Так, беседуя, мы миновали летний кинотеатр, куда уже собирались зрители,
заглянули в ярко освещённый книготорг — ничего интересного — прошли через
пустынную площадь, на которой кто-то рассыпал воздушную кукурузу (на Украине
воздушную кукурузу (по-украински: баранци) делали еще во времена Тараса Бульбы).
Теплая южная ночь опускалась на землю, и уже появились первые парочки, а слева,
в доме, где до революции жил поп, располагался немецкий клуб с бюстом Гебхарда
Блюхера, обрамленный двумя рейсбаннерами.
— Почти в каждом украинском городе есть немецкий клуб, — сказал Антон. — А у
вас, выходит, всем заправляют янки?
— К сожалению.
— Странно… Очень странно… Вальдемар прав: у вас там не правильная история…
— "Для каждой нации правильная история равноценна ста дивизиям"? — процитировал
я Гитлера.
— Эх, Вальдемар, если ты думаешь, что там, где стоит статуя свободы, живут
неподкупные объективисты, ты очень заблуждаешься. Один английский публицист
писал: "Историю войны пишут победители".
— Это Джордж Оруэлл.
— Оруэлл? Не знаю такого. Стоп! Давай сверим: я буду называть фамилии, а ты
вспоминай, есть ли эти люди у вас… Парфенов?
— Не знаю…
— Детский писатель школы Гайдара… Кнут Гамсун?
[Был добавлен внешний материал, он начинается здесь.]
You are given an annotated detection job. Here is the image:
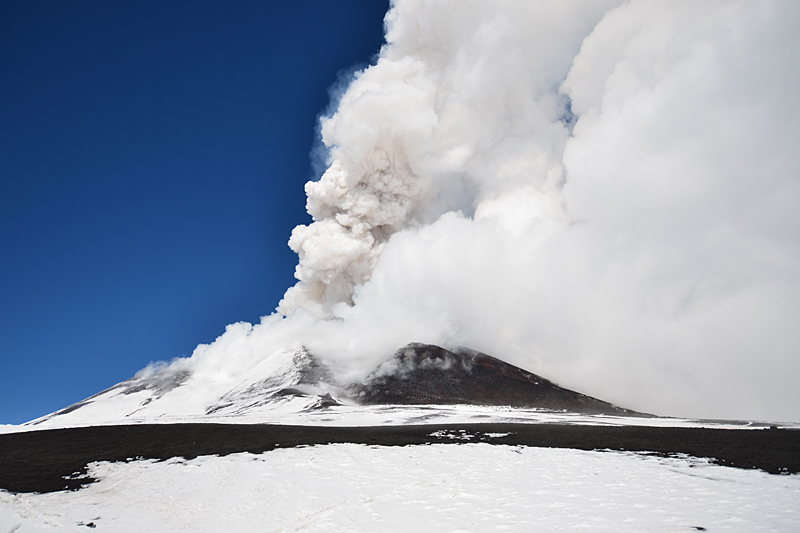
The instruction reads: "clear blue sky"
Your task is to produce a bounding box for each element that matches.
[0,0,388,423]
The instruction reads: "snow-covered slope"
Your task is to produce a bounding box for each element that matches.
[27,346,336,428]
[17,343,792,432]
[0,444,800,533]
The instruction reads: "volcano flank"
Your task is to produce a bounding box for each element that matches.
[350,343,639,415]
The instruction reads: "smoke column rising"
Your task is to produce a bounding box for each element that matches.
[152,0,800,420]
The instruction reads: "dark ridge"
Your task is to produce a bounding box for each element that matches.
[0,424,800,492]
[349,343,648,416]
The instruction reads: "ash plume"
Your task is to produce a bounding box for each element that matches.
[145,0,800,420]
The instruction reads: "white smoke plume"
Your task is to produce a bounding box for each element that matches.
[152,0,800,420]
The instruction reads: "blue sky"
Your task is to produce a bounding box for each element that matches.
[0,0,388,423]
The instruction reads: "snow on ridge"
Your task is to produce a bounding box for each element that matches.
[0,444,800,533]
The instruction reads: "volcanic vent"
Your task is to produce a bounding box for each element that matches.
[349,343,638,415]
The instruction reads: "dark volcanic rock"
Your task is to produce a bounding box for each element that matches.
[350,343,639,416]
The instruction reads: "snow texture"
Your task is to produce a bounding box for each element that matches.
[0,444,800,533]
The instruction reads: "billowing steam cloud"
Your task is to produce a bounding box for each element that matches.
[152,0,800,420]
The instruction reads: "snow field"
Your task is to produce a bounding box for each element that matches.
[0,444,800,533]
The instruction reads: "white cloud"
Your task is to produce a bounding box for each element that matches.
[159,0,800,420]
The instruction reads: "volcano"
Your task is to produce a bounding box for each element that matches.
[349,343,640,416]
[29,343,644,427]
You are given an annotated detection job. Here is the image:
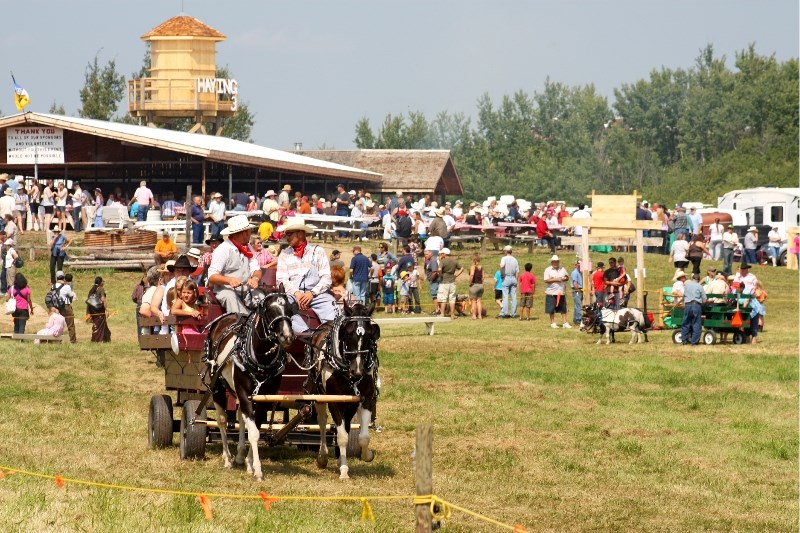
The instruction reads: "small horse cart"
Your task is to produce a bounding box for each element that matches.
[137,293,376,468]
[664,294,750,346]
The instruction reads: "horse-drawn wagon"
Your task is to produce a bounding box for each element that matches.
[664,294,750,345]
[137,284,377,479]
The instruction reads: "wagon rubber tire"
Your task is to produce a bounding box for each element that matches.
[180,400,206,459]
[147,394,172,450]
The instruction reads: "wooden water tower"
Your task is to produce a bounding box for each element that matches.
[128,15,239,134]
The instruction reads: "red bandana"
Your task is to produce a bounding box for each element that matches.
[292,241,308,259]
[228,239,253,259]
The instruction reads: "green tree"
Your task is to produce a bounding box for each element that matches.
[78,54,125,120]
[353,117,375,150]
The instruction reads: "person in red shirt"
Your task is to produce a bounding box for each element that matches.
[519,263,536,320]
[592,261,606,304]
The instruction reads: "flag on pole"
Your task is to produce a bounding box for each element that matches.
[11,73,31,111]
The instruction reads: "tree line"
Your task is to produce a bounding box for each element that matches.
[354,44,800,205]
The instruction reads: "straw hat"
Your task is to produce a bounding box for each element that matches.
[219,215,255,235]
[275,217,317,233]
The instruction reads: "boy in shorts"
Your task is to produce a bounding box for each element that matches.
[519,263,536,320]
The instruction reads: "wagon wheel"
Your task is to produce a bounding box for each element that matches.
[180,400,206,459]
[147,394,172,449]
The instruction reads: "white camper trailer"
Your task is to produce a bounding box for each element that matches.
[717,187,800,237]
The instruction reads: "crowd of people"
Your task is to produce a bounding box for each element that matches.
[0,170,780,350]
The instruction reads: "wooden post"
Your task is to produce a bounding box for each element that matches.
[184,185,192,251]
[414,423,433,533]
[636,229,644,309]
[581,231,594,305]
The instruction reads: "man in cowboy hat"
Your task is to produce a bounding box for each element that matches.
[278,183,292,206]
[744,226,758,265]
[275,217,337,333]
[208,215,261,315]
[208,192,225,235]
[670,270,686,305]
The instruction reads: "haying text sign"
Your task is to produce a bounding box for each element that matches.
[6,126,64,165]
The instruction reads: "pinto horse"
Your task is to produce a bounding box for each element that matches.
[306,300,381,479]
[581,302,649,344]
[205,290,294,481]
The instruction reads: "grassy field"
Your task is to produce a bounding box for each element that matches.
[0,238,798,532]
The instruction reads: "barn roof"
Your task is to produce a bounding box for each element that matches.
[141,15,225,41]
[296,150,464,196]
[0,112,381,183]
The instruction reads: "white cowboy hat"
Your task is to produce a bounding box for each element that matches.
[219,215,255,235]
[275,217,317,233]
— Норвежский писатель, сочувствовал фашистам.
— Совершенно верно, только не фашистам (фашисты — это в Италии), а
национал-социалистам… Невзоров.
— Есть! Он вел у нас на ЛТ патриотическую программу "600 секунд", а тут я его
видел в роли телеведущего.
— Карл Готт?
— Чешский певец и киноартист…
— Немецкий, немецкий киноартист чешского происхождения. Ему сейчас за полтинник.
Тут мы подошли к празднично иллюминированному киоску у нашего дома, и он
встретил здесь двух своих друзей — Стеценко и Безверхого. Безверхий написал пару
фантастических новелл в стиле Лемма и предлагал их Антону в ореховскую
пионерскую газету. Тот взял черновики и пообещал посодействовать.
Когда мы входили в подъезд, я сказал:
— У меня создалась такое впечатление, что в СССР живут только немцы и евреи.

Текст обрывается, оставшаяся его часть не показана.